Friday, July 13, 2018

Why data replication should not be done using ESB-based integration tools



This is one of the common questions we get when prospects come looking for data replication tools. It’s more a question of Integration design patterns than of product implements.

Let’s get started with what an ESB is – Enterprise Service Bus. This is an integration design pattern where messages are passed so that one or more Message Listeners can listen and consume the message – store and forward. These messages—like, say, emails—have a header (from and to), a payload (the message), and perhaps attachments. Based on the ESB, there might be some limitation on payload and attachments sizes. 

The Flow is like This: 

App produces message -> ESB receives message (in a queue) -> Based on Routing rules, ESB routes message -> Listener Consumes Message -> Likely maps/translates data -> Saves / forwards to another app/queue -> confirm message is received -> ESB tags and stores message as processed.

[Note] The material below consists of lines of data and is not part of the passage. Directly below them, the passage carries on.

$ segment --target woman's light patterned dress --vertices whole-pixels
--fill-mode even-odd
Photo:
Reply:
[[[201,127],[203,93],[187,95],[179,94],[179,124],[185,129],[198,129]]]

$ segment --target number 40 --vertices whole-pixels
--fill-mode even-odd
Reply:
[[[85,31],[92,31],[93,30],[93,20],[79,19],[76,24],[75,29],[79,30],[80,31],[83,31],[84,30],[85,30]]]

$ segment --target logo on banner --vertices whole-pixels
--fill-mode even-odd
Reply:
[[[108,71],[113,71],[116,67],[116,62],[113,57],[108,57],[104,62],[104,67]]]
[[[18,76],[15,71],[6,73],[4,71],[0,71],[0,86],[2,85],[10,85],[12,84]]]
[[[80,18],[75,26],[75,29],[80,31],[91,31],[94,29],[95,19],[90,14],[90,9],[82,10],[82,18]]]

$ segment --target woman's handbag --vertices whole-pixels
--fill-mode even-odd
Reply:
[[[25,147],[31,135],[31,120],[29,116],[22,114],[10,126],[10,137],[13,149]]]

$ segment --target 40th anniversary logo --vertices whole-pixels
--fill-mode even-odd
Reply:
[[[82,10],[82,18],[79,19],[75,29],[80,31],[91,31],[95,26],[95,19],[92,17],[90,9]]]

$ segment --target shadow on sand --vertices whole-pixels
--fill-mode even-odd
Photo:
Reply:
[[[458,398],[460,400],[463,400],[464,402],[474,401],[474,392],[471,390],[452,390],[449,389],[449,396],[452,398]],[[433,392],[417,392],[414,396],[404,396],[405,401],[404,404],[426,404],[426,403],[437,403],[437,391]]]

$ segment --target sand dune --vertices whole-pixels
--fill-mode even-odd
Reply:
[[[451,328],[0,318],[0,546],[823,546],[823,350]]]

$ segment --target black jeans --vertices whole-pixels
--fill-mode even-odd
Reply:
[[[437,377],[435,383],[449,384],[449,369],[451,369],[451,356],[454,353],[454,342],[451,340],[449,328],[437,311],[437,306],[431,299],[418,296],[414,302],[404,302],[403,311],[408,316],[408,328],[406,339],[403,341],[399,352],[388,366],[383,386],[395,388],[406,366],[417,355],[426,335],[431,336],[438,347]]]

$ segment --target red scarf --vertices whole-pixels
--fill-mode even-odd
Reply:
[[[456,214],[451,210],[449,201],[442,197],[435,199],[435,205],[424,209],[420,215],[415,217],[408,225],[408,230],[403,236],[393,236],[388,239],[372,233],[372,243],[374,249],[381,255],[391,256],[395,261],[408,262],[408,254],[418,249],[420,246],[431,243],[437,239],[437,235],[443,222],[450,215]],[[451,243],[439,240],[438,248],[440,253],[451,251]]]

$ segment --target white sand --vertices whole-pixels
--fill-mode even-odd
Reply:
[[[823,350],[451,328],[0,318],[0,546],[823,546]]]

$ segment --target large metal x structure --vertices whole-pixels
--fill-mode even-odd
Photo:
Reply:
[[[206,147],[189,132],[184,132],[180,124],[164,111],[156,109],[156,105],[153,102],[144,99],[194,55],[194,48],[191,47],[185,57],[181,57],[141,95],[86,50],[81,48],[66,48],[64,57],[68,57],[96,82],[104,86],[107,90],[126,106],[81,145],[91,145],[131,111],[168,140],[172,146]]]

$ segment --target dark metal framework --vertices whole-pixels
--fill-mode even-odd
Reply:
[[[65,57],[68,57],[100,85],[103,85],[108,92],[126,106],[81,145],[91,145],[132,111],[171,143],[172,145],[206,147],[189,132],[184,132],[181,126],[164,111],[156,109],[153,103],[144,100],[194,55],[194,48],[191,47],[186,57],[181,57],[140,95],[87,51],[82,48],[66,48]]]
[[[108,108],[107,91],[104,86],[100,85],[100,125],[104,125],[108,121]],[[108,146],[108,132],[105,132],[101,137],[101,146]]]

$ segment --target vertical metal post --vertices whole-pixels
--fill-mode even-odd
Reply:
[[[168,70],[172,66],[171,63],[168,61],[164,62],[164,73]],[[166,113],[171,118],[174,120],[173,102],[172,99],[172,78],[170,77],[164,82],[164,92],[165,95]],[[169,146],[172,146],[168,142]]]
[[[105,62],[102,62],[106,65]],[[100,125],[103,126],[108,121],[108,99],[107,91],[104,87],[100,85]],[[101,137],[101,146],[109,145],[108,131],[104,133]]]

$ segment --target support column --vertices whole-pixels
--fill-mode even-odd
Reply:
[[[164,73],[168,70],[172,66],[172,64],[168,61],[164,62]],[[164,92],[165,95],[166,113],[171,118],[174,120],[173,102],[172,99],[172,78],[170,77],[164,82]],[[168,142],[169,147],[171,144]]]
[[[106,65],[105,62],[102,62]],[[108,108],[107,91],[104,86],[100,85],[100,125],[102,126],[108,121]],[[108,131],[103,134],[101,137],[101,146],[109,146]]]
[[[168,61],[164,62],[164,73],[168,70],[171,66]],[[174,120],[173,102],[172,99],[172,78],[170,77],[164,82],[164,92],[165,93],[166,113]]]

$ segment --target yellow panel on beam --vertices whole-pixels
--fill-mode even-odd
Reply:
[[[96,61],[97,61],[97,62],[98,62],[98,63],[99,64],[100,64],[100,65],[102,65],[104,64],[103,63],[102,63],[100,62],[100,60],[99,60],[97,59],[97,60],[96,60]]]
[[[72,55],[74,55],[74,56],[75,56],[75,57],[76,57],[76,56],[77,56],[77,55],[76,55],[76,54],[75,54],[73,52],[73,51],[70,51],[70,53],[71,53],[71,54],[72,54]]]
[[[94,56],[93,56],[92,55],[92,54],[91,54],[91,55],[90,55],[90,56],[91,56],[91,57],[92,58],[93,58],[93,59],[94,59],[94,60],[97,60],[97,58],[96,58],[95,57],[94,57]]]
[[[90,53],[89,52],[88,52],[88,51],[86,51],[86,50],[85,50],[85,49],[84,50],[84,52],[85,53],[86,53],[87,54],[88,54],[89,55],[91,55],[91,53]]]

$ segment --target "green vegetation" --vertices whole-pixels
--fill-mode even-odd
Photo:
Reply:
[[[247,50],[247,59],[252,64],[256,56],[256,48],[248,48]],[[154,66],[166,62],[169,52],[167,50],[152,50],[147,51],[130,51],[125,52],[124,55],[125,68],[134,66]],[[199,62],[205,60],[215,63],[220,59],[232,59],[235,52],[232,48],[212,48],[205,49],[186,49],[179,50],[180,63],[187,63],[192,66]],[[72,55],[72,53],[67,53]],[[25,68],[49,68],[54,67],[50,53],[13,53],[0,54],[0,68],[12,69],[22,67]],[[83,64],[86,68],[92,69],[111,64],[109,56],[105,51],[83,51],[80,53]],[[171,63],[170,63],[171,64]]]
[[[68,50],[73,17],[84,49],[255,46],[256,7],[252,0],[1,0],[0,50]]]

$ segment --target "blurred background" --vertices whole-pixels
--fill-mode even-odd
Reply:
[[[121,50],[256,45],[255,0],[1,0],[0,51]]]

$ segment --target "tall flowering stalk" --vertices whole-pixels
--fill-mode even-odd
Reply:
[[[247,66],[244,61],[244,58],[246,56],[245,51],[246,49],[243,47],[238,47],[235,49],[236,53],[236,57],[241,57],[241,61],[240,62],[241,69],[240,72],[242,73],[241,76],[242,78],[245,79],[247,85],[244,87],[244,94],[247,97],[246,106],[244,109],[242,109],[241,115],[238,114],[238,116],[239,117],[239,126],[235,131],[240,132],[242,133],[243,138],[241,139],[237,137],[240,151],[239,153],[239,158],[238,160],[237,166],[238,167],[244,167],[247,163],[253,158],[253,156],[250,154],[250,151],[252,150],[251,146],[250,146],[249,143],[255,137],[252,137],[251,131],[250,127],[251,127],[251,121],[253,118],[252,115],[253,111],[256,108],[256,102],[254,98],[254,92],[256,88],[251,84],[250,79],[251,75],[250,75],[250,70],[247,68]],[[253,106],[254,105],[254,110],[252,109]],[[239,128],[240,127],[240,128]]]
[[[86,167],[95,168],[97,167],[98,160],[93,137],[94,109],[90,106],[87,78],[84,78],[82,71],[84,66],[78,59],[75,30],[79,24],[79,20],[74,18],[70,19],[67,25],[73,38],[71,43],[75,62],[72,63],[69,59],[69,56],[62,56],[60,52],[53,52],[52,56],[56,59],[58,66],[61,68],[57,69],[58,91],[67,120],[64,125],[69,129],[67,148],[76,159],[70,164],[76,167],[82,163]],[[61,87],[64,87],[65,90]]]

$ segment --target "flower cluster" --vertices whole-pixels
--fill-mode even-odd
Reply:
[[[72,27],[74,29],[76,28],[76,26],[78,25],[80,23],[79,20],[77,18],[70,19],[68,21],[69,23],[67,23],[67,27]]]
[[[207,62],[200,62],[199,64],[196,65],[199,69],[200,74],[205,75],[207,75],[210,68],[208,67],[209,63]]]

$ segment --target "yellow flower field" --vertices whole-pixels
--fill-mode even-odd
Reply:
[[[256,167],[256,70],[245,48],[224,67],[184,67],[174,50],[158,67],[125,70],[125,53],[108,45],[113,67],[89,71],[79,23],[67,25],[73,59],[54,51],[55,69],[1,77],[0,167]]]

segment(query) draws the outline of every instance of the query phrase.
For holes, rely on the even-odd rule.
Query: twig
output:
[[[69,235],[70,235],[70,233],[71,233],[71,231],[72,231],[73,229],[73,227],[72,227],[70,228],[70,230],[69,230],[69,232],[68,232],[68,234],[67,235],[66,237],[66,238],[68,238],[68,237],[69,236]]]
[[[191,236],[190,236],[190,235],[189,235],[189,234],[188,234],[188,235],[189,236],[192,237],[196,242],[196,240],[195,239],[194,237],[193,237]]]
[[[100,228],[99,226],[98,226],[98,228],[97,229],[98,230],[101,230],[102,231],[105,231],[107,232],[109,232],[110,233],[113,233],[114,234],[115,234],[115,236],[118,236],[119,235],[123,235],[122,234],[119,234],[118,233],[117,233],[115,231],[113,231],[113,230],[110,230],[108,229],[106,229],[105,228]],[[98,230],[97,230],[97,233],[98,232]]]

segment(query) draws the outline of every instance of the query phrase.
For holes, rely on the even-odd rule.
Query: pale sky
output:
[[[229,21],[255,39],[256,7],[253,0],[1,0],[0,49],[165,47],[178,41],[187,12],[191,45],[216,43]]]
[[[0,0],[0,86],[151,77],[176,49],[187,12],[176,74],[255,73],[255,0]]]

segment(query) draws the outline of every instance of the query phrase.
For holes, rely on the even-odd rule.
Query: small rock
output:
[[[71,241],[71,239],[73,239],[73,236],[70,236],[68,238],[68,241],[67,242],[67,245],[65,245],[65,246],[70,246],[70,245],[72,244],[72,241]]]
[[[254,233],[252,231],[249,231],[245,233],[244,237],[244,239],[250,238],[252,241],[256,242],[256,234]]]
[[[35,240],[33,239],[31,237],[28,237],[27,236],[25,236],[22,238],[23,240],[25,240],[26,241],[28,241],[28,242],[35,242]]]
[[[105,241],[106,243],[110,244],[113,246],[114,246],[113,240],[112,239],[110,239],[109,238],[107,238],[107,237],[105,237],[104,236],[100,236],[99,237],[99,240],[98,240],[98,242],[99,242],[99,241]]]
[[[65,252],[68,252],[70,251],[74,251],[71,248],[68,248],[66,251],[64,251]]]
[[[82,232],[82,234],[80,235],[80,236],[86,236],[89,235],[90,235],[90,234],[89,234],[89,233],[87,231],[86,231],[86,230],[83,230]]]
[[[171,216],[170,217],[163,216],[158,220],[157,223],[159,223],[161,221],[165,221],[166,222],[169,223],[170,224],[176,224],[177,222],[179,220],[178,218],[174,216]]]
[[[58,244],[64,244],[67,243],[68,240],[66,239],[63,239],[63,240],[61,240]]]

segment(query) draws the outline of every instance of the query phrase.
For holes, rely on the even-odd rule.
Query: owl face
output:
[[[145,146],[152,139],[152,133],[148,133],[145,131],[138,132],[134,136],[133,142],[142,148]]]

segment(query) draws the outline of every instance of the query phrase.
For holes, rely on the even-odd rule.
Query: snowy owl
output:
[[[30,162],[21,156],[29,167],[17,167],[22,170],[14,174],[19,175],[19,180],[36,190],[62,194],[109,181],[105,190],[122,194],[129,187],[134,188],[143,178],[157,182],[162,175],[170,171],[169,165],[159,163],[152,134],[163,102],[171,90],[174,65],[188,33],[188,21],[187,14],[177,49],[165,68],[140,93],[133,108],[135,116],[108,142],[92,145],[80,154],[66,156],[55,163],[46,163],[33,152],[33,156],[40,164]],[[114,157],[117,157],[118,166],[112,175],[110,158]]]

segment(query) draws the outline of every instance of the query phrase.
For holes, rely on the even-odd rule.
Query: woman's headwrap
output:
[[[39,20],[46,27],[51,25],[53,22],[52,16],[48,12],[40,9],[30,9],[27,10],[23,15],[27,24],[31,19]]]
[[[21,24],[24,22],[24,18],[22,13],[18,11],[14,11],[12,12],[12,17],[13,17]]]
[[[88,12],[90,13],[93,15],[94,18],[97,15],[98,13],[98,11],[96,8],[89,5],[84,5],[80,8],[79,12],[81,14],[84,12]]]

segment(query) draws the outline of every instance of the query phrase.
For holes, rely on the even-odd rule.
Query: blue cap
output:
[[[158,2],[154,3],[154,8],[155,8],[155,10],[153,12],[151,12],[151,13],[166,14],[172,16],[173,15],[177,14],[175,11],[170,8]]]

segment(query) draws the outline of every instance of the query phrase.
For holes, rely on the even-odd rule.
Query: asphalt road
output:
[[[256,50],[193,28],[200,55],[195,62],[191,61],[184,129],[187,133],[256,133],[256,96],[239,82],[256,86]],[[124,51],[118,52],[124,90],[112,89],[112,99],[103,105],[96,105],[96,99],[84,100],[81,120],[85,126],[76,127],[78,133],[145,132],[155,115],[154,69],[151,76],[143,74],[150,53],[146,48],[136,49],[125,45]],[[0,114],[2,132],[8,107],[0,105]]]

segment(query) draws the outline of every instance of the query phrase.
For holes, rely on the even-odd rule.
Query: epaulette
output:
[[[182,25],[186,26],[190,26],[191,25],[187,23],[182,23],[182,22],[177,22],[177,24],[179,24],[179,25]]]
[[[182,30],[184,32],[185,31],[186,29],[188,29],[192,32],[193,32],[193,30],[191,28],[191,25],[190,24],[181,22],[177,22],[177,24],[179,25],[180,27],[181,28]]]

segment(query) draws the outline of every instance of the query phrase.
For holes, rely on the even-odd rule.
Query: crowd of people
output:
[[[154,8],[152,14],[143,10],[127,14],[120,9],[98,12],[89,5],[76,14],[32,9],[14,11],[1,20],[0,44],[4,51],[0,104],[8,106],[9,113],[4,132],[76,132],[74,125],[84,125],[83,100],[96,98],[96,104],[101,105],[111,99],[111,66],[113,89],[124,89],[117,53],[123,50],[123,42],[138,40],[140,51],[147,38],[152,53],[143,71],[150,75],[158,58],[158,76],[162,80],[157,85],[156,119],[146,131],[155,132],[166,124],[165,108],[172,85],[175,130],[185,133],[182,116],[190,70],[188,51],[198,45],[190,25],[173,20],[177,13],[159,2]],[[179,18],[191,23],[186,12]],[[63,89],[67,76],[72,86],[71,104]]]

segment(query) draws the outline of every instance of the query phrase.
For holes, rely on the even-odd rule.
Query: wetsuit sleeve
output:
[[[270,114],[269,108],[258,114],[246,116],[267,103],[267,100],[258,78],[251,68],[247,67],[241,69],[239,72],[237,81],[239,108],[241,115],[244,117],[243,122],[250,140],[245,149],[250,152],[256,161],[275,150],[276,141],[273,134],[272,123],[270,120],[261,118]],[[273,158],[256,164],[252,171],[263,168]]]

Notice the ones in “bold”. These are places where data flow can “choke” or “build up” if there is a high flow of large data sets.

Now look at Data Replication: you have a source of data, be it a database (common) or a Cloud Application (like Salesforce). In data replication, you would require a complete backup of both schema and data changes. The application is expected to identify schema changes and update to target (without the need for remapping), so interpreting schema changes and having the ability to adjust target schema changes becomes important. The ability to process a large number of rows is necessary. 
One of the common ways that most databases replicate is using their transactional logs (when you look under the hood of master–slave replication). When you have disparate applications like Salesforce and Oracle, then you have to rely on query-> extract -> interpret change -> check for target source duplicate -> load on another system.

Ok, so let’s now look at why ESB-based apps might not be the right choice:

  • ·         ESB requires store and forward, which might not be necessary for data replication. While you can debate that it will work (yes you can make it work), it will be slow and overly complicated.
  • ·         ESB in general is considered to have the higher overhead of operation management and requires higher uptime as it’s mostly used for distributed app integration. Replication usually is run on batch (or scheduled time) or, in the case of master–slave, a lot more real time than what ESBs are designed for.
  • ·         Managing schema changes often requires ESBs to remap some of the message flows. Some of our clients really dislike this, in that not only do they have to track source and target schemas, but also often trigger a “Change Management” request up the IT chain, which can take weeks or months to get over. Data Replication tools usually automatically adjust target schemas.

When you look at the Integration Tools market, the industry has segmented itself, with one group going the ESB or Message queue route (which is slowly evolving into API-based integration) and that of data replication.

So let us see some of the common integration apps and how do they fit in:

MuleSoft- A leader in ESB-based integration and does quite well in Service-oriented architecture and does well in integrating apps like SAP and others. They are also introducing API management.

Kafka- Open-source Messaging platform, very popular in high-volume messaging, especially with IoT and big data. It requires smaller messages size.

GoldenGate (by Oracle) – a leader in data replication between different databases. Does not yet have Cloud application data replication.

DBSync – Cloud Data Replication uses direct replication technique while iPaaS Cloud Workflow is more a store and forward.

There are many more; perhaps a good place to look is Gartner’s Data Integration and Gartner’s Integration-as-a-Service magic Quadrants to see which are leading the pack.